FRANKIE AND JOHNNY IN THE CLAIR DE LUNE Anne Gottlieb and Robert Pemberton make an especially believable — and wrenching — couple, warts and all. |
What could be more heartwarming for the holidays than a couple of middle-aged losers getting naked? New Repertory Theatre has sent its Scrooge on a school tour and decked its intimate downstairs Black Box with Terrence McNally's sentimental yet gritty Frankie and Johnny in the Clair de Lune (at the Arsenal Center for the Arts through December 19). The 1987 play — which originated Off Broadway and was watered down for a 1991 movie starring Al Pacino and Michelle Pfeiffer — is something between an arm wrestle and a pas de deux for two actors willing to let their hair down and their robes hang open.
Frankie and Johnny begins in a tangle of sheets and a gaggle of groans as the title twosome have what Meg Ryan is having (or faking) in When Harry Met Sally. Then comes the question E.M. Forster forgot to pop: after only connecting, then what? Puppyish short-order cook Johnny, who has just gotten lucky with waitress Frankie, wants to hold on tight and never let go. The heavier-carapaced Frankie wishes he'd go home to Brooklyn so she can snuggle up in her Hell's Kitchen studio with a tub of ice cream and the TV. The play was received in its debut as a metaphor for the toughness of intimacy in a time of AIDS — which Frankie refers to as people "dying from one another." But the work holds up, especially when it's the wrenchingly believable Anne Gottlieb and Robert Pemberton (who are married) doing the holding.
The collision of McNally's Frankie and Johnny, unlike that of their folkloric counterparts, is not fatal.
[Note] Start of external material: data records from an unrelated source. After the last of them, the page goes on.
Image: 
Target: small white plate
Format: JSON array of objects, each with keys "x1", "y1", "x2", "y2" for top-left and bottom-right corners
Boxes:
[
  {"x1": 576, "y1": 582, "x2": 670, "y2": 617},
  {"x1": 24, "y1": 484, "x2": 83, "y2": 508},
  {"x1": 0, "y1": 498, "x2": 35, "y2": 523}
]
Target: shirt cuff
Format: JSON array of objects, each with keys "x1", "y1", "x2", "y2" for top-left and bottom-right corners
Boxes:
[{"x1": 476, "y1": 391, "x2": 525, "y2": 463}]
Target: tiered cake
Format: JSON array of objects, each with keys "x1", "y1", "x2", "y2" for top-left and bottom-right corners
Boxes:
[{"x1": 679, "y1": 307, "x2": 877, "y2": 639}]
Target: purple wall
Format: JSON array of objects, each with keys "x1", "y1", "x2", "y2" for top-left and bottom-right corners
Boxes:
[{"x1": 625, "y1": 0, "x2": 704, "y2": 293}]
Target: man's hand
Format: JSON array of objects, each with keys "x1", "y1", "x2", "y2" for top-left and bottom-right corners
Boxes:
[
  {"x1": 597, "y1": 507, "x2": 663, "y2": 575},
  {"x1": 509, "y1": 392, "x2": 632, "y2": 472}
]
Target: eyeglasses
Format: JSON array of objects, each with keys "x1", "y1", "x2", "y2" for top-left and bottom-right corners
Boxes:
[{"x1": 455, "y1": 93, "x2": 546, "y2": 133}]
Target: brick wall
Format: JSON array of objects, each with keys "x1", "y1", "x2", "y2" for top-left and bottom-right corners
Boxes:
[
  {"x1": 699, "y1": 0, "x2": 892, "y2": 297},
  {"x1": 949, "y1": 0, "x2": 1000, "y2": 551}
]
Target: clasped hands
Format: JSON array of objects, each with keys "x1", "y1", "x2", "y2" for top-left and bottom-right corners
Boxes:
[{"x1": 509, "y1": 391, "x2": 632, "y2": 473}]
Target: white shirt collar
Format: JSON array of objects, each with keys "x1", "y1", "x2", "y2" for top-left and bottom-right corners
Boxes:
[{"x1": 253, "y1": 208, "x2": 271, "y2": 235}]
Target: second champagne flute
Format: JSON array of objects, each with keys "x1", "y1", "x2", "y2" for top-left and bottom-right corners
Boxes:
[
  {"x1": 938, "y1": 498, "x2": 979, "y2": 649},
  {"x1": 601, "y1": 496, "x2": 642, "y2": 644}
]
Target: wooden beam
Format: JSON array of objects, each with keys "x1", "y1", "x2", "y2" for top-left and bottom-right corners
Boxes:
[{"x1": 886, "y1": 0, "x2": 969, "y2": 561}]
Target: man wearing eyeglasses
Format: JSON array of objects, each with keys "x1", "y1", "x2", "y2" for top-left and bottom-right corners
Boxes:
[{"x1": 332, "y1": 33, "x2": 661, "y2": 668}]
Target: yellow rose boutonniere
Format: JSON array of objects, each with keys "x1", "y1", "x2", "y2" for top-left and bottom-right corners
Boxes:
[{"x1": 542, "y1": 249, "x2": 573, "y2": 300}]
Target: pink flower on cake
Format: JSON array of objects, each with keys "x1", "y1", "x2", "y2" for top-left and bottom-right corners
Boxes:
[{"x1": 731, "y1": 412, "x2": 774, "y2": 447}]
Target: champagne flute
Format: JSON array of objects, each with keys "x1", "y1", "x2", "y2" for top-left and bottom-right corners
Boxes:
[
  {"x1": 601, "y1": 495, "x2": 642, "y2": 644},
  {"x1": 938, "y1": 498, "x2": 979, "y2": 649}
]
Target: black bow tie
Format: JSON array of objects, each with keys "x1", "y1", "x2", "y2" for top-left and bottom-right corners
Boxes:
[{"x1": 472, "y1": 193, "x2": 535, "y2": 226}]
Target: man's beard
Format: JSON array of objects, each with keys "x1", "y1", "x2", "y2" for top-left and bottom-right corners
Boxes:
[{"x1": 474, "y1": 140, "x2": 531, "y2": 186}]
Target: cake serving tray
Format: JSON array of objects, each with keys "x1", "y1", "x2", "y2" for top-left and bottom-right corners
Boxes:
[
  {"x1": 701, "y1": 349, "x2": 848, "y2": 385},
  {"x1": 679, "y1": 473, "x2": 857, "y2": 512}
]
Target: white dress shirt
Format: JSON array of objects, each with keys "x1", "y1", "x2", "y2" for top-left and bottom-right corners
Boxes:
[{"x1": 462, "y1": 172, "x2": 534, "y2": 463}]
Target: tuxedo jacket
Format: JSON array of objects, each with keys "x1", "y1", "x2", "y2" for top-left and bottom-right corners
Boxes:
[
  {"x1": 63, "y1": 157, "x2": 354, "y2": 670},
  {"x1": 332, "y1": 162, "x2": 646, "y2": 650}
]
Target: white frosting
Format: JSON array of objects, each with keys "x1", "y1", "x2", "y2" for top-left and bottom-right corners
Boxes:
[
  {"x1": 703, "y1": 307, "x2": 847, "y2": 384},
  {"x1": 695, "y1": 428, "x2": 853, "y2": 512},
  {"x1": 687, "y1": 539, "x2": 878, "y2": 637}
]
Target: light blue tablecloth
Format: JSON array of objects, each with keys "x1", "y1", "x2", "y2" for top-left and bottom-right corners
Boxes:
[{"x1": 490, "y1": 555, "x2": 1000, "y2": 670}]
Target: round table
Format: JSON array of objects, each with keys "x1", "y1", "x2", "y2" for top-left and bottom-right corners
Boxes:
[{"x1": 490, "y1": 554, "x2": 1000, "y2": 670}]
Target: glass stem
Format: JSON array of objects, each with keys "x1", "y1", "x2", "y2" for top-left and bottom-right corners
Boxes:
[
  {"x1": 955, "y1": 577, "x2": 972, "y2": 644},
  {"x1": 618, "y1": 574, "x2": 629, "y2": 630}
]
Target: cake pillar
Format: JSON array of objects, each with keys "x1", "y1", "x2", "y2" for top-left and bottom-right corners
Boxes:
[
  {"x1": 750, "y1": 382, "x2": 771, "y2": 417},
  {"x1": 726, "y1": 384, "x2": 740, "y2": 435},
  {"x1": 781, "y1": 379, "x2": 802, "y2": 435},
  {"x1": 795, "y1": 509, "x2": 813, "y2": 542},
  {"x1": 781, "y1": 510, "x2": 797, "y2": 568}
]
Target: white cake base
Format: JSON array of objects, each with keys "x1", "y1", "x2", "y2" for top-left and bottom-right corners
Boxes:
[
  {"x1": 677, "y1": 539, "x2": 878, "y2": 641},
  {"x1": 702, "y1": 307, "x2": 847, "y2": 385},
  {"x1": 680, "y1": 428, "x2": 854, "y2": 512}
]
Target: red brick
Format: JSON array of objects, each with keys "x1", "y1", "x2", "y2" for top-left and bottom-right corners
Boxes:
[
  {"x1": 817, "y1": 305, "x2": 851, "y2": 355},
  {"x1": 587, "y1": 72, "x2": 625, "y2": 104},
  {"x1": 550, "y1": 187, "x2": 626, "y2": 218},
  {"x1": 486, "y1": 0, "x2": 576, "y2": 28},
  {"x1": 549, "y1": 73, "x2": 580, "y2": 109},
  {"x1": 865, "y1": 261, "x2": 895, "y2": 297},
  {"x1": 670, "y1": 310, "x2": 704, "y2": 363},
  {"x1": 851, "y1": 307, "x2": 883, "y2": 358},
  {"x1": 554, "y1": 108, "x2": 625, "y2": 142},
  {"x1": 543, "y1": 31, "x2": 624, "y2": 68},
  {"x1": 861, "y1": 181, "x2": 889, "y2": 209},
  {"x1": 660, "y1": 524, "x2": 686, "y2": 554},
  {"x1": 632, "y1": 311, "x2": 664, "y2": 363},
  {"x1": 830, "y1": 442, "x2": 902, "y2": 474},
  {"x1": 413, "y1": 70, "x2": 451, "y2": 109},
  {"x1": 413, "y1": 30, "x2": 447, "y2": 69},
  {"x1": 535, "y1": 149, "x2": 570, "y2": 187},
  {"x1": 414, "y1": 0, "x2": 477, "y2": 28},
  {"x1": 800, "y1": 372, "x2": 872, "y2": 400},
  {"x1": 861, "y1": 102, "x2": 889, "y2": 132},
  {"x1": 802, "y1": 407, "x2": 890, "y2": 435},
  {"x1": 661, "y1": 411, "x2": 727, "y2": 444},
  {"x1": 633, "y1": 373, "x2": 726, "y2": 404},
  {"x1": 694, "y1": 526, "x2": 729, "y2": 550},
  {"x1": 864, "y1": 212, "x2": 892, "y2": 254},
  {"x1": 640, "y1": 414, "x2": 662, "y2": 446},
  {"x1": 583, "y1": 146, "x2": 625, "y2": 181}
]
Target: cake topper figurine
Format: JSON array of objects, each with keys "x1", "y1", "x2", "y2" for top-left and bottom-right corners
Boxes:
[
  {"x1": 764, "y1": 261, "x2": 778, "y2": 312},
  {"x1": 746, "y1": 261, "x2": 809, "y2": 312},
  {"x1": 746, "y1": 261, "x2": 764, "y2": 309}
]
But they are a warts-and-all pair, damaged emotional goods struggling with whether to mark themselves down and possibly get bought. For Frankie, who spends most nights staring sadly beyond the television at domestic violence in a neighboring building, Johnny's out-of-the-blue declarations of love qualify him as a "creep." Even their intense copulation, set to the rhythms of Bach's Goldberg Variations, strikes her as "harrowing." But the desperately open-hearted Johnny, who reads Shakespeare for the Bard's "little tips," sees this as his last chance to leap, and he's determined to get this closed-down woman clinging to the cliff of her distrust to jump with him. It makes for a post-coital back-and-forth as harrowing as the sex, and classical-music aficionado McNally puts an elegant cap on it by offering up Debussy as an aphrodisiac.
Practically in the lap of its small L-shaped audience, Antonio Ocampo-Guzman's production makes the most of this intimacy. Between Pemberton's exuberant performance and the tightness of the space, there are times when you understand Frankie's urge to be rid of her Johnny. And Gottlieb's Frankie counters his bull-in-a-china-shop romanticism not just with tough-talking wariness but also with a yearning barely hinted at in the script. Fine-tuned to the small space, the pair's performances are raw yet devoid of grandstanding, allowing Frankie and Johnny to transcend their hard-luck clichés and McNally's arguably precious use of music. Frankie and Johnny has at times seemed to me a long night's work. But I was glad to stick with these two, from midnight humping to tooth brushing by the dawn's early light.